Book Read Free

Paris Is a Party, Paris Is a Ghost

Page 9

by David Hoon Kim


  I’m not sure at what point I began to think that she might also be headed for Paris. Once the idea entered my head, it was as if I had always known. I imagined myself getting up from my seat and approaching her, striking up a conversation. The fact that she was sitting where she was took on a bright new meaning: out of all the seats, she had chosen mine. It was as if she had chosen me, and I would be a fool not to interpret it as a sign. Even then, I continued to sit there, unmoving. I knew myself well enough to know that I would do nothing; instead, I would go over the pros and cons until she left the train and out of my life forever. In that manner I was silently berating myself when I felt a presence at my side: the ticket controller. I hadn’t heard him enter the compartment. After examining my ticket, he informed me that I couldn’t remain where I was. Despite having only a moment earlier contemplated leaving my seat, I tried to argue with him, telling him that there was plenty of room—what harm could it do that I was not in my assigned spot? But he was intractable; he ordered me to move, and waited as I reluctantly stood up and started making my way towards the girl.

  Addressing her in French, I showed her my stub, which she studied as though she had never seen a train ticket before. The tears on her cheeks had dried and were impossible to make out if one didn’t already know that she had been crying. Her fingernails, I couldn’t help noticing, were short and square, as though she bit them regularly, and it seemed oddly appropriate that someone so beautiful should have such ugly fingernails. That was when she replied that she had been issued the same seat as me. Her voice was low and slightly hoarse. An error of the Deutsche Bahn—my father would have been delighted. I told her that if it were up to me she could remain where she was, but the controller had come by and hadn’t given me a choice in the matter. As I said this, I turned to point at him, but there was no sign of the man I had just argued with. For a moment I stared at the spot where he’d been standing. Through the sliding door I could see that he wasn’t in the next car, or in the car after that. It was beginning to look like I had invented him as an excuse to engage her in conversation.
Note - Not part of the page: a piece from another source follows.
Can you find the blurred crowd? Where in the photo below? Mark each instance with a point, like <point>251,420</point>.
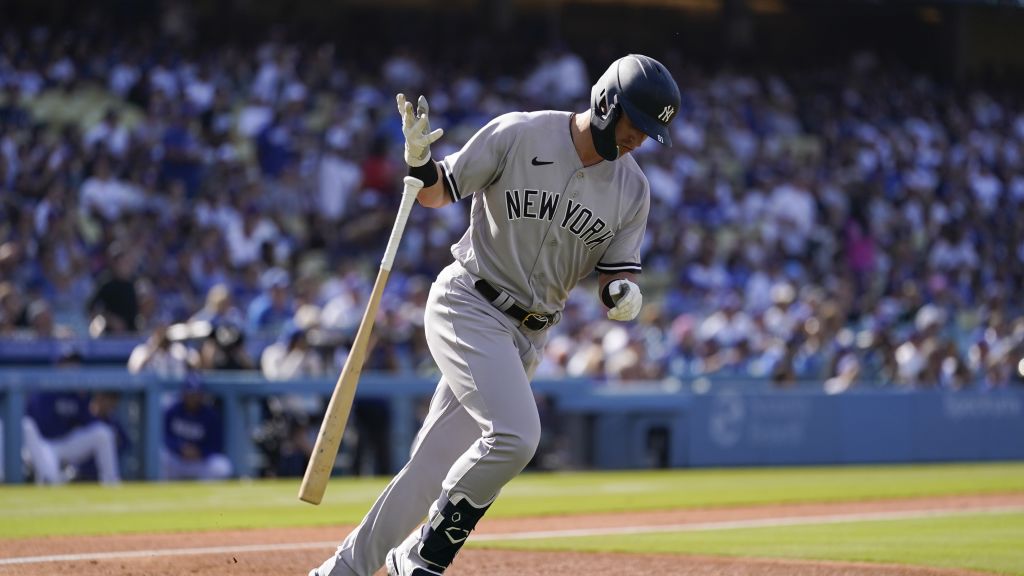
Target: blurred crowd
<point>847,225</point>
I was about to return to my seat (which wasn’t really mine) when I heard her ask me if I planned to stand there like that for much longer: I realized that she was inviting me to join her.

  “You’re not French,” she said as I sat down across from her.

  “No,” I said. On her lap was a copy of Blaise Cendrars’s Prose du Transsibérien.

  “How did you know I was French?”

  “Your book?” I said, pointing, and she laughed, though of course it hadn’t been the book, which until now I hadn’t noticed. I wanted to tell her that I had seen her crying earlier, that I had seen the tears streaming down her cheeks as I watched like a Peeping Tom through a gap in the seats.

  “The truth is,” she said at last, “I don’t have a ticket.”

  I stared at her.

  “I don’t usually do this kind of thing,” she went on. “I had my ticket when I left for the station. Somehow I lost it, and I had no money to buy another seat. But then I told myself the controllers don’t always pass through all the cars…”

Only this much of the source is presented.